Which austerity measures are counterproductive? Please be specific.
You are surely aware that almost nobody actually paid those super-high rates of yore, aren’t you?
But getting back to the question I asked. How much do you think people with incomes over $200,000/year should pay in federal income taxes? How much do you think people with incomes at each level over that should pay? Now, keep in mind that most middling to high earners are paying almost 50% of their incomes to taxes in one form or another right now. Where would you go with it? 75%, 90%? Where?
And how do you want to adjust for inflation, if you do? Keeping in mind that one million dollars in 1900 = twenty million dollars today solely due to inflation, and that truly massive inflation is just over the horizon in this country due to overspending, do you want to let high earners off at all, even as the real purchasing power of their incomes decline, or do you want to keep the tax rates the same and get more and more of their purchasing power?
Not to seem difficult, but you do know, don’t you, that “transfer payments” (which most “austerity” measures are intended to reduce) come out of labor’s share of GDP, and always have ever since records have been kept (since 1929)?

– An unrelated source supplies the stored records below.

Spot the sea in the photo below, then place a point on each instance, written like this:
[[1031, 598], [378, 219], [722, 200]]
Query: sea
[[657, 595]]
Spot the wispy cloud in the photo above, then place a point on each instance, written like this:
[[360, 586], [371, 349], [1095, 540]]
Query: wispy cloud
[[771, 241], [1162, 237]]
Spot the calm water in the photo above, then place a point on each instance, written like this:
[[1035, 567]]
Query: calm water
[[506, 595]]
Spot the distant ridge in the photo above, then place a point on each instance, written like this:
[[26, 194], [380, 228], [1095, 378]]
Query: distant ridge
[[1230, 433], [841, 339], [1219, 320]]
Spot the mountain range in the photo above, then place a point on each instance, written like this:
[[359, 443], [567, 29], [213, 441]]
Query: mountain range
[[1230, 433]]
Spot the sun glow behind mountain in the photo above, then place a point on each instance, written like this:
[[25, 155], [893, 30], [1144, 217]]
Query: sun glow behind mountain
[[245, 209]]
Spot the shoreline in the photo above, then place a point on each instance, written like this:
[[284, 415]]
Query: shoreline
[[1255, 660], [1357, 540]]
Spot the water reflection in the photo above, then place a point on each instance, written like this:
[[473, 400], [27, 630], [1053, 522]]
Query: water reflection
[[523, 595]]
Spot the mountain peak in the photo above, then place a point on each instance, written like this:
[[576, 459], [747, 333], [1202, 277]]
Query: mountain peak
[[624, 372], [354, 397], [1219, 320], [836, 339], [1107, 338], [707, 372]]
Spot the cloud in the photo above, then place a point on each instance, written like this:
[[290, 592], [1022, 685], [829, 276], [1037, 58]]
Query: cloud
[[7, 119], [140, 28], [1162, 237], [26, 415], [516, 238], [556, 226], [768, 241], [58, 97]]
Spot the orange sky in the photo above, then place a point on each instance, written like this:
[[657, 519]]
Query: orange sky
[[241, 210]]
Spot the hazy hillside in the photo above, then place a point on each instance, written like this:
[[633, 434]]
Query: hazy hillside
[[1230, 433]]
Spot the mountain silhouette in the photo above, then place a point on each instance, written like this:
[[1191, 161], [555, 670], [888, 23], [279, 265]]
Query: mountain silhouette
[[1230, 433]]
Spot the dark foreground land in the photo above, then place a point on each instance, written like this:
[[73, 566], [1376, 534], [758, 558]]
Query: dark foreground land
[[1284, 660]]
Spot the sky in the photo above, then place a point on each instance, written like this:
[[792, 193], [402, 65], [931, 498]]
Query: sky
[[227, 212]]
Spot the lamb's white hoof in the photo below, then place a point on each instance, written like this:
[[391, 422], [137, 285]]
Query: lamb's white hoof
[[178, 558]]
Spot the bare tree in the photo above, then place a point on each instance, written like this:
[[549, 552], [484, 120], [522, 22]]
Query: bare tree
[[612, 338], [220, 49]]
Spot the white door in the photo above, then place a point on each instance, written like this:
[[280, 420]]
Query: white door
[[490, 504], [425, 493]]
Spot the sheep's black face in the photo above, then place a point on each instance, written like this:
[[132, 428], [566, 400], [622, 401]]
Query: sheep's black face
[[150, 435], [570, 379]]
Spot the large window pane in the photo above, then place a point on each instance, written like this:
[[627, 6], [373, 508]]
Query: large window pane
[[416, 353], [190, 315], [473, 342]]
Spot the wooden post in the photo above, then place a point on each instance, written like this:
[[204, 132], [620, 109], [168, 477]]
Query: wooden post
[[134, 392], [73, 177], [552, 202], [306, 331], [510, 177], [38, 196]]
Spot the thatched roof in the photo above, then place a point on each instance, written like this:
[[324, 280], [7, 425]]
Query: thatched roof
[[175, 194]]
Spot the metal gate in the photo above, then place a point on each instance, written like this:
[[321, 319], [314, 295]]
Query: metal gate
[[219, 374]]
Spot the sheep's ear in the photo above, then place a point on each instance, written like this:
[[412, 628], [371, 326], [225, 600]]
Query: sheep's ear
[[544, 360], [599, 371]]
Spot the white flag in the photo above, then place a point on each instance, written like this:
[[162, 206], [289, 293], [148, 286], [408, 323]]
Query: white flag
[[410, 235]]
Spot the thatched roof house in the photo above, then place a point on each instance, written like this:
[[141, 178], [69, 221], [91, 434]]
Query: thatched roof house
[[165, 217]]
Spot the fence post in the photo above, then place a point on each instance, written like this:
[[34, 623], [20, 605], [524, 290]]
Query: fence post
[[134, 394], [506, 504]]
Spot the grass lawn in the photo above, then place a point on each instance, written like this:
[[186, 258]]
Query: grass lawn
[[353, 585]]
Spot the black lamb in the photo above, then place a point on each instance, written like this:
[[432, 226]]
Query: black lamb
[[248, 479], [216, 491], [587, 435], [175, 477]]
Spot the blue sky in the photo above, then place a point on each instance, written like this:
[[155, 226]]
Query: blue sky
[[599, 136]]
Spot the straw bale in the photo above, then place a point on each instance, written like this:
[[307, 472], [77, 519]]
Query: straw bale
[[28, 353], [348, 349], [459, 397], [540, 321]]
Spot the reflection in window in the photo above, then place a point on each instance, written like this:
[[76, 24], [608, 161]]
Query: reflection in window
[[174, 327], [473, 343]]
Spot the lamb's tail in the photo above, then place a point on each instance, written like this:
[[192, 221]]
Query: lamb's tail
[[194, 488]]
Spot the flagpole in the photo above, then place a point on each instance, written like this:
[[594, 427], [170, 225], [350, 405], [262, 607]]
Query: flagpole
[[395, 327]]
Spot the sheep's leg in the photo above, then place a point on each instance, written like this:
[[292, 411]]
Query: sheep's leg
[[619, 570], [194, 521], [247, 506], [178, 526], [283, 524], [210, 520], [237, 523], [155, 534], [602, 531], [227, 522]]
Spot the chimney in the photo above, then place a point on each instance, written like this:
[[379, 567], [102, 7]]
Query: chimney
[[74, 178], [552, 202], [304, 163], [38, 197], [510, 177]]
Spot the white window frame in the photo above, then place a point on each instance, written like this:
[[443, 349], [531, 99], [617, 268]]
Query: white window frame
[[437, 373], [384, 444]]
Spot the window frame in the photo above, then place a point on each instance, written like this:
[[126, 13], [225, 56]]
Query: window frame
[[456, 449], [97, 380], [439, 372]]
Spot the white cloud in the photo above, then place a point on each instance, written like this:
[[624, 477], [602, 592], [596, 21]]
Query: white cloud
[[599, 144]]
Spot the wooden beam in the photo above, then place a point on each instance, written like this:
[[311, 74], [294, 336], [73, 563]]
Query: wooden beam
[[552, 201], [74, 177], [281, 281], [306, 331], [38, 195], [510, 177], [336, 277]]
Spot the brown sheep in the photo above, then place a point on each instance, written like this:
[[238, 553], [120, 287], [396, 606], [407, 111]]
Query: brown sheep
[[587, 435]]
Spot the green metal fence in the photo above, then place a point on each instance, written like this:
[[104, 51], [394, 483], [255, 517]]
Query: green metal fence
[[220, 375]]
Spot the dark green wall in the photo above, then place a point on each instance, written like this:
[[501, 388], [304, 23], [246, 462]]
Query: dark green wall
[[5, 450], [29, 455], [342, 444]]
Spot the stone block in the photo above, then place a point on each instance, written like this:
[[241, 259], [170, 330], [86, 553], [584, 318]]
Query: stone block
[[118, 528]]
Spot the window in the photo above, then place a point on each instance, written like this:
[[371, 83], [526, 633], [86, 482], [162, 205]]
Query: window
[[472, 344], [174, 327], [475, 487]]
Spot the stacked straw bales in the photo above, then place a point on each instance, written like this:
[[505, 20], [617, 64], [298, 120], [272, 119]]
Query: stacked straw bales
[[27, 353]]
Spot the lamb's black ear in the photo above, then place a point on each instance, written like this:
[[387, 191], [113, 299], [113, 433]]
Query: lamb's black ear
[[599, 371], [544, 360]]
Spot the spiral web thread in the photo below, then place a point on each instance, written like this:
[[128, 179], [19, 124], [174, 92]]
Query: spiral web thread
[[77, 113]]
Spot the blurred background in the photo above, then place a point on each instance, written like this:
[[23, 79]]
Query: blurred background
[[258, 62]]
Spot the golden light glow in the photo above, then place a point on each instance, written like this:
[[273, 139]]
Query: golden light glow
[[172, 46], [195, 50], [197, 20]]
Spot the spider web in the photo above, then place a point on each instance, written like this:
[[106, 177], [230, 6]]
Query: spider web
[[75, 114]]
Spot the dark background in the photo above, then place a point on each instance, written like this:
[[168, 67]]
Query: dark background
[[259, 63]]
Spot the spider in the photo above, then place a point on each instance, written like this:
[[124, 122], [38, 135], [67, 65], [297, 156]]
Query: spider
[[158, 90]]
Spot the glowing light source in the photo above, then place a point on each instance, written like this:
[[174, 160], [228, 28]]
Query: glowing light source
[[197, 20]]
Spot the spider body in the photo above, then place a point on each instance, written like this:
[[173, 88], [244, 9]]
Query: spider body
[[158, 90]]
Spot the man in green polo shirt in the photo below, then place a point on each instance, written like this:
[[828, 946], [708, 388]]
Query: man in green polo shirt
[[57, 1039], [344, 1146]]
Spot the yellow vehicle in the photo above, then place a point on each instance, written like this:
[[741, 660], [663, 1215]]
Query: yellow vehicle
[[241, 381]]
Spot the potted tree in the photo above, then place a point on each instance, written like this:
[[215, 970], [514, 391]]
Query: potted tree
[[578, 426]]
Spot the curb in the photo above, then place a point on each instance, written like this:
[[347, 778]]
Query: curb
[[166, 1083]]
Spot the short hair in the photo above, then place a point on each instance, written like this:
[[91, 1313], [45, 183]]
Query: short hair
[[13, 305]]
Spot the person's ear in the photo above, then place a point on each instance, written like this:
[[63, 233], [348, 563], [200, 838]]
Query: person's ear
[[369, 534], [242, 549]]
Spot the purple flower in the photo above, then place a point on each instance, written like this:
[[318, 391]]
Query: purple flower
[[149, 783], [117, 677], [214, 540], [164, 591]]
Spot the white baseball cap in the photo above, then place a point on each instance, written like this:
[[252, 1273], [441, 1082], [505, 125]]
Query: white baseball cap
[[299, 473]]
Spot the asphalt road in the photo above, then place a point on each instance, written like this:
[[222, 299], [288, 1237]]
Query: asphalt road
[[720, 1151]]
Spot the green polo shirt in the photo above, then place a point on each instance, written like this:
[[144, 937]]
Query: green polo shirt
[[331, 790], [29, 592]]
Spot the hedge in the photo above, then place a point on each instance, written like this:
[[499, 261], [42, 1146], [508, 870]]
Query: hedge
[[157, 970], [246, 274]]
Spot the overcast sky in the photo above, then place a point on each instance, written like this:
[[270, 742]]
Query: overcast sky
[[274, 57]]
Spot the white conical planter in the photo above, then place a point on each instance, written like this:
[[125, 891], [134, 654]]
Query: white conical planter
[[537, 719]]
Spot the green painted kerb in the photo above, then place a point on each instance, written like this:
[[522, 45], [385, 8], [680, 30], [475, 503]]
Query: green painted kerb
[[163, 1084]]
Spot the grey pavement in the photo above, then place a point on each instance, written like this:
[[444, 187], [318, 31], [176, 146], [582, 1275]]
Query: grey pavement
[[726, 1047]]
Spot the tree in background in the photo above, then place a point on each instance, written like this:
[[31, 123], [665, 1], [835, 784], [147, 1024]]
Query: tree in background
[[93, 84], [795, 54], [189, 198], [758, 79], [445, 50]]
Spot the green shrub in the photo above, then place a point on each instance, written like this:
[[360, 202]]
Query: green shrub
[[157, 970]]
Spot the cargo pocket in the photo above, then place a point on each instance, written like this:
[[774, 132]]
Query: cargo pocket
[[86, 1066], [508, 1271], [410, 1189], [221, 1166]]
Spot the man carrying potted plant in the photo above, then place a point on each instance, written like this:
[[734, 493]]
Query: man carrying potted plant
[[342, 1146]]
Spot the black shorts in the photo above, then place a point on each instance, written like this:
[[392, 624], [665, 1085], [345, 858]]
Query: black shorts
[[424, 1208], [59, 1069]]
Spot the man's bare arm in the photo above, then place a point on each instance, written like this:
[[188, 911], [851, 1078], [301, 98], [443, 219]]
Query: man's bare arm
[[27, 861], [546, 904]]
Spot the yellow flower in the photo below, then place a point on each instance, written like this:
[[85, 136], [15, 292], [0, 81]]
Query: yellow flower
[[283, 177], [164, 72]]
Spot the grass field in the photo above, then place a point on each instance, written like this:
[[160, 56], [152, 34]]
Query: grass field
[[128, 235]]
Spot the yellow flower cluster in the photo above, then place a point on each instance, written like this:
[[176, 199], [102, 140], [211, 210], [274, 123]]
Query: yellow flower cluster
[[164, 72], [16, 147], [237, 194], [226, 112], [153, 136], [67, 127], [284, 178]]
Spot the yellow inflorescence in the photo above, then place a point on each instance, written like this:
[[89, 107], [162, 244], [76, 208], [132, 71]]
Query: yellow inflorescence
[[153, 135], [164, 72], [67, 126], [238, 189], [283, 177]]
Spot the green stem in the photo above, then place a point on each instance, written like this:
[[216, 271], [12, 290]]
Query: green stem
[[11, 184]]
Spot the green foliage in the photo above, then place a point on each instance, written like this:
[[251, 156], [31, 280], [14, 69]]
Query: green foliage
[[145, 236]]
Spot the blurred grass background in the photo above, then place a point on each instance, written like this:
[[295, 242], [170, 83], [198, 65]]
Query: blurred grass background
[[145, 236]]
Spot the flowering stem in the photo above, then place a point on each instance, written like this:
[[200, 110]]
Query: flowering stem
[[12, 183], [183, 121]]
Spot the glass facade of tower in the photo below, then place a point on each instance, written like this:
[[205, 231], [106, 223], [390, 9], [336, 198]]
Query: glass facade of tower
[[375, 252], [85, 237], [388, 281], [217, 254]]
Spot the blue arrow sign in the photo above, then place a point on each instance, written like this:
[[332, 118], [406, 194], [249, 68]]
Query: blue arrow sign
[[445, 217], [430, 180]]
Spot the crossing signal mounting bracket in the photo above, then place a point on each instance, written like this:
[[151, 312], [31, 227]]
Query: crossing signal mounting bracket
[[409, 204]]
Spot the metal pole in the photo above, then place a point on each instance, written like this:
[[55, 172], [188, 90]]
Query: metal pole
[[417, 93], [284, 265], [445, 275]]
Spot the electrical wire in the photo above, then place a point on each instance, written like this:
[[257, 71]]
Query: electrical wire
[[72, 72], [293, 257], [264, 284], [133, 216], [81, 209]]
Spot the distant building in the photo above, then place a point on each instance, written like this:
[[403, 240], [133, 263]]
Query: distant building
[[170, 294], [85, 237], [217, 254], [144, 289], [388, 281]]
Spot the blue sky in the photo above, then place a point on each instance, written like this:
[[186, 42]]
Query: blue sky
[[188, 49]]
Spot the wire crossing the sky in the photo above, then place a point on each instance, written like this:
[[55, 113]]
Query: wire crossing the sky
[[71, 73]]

Realizing, then, that increasing transfer payments (like Obamacare) reduces labor’s share of GDP almost dollar for dollar, do you still oppose transfer payments to the middle class like Cash for Clunkers and Obamacare?
Realizing further that during this administration, NO new programs for the disabled needy (the poorest of all) have been enacted or even proposed, do you still oppose any kind of austerity measures like, say, reducing transfer payments like social security and medicare benefits to the wealthy?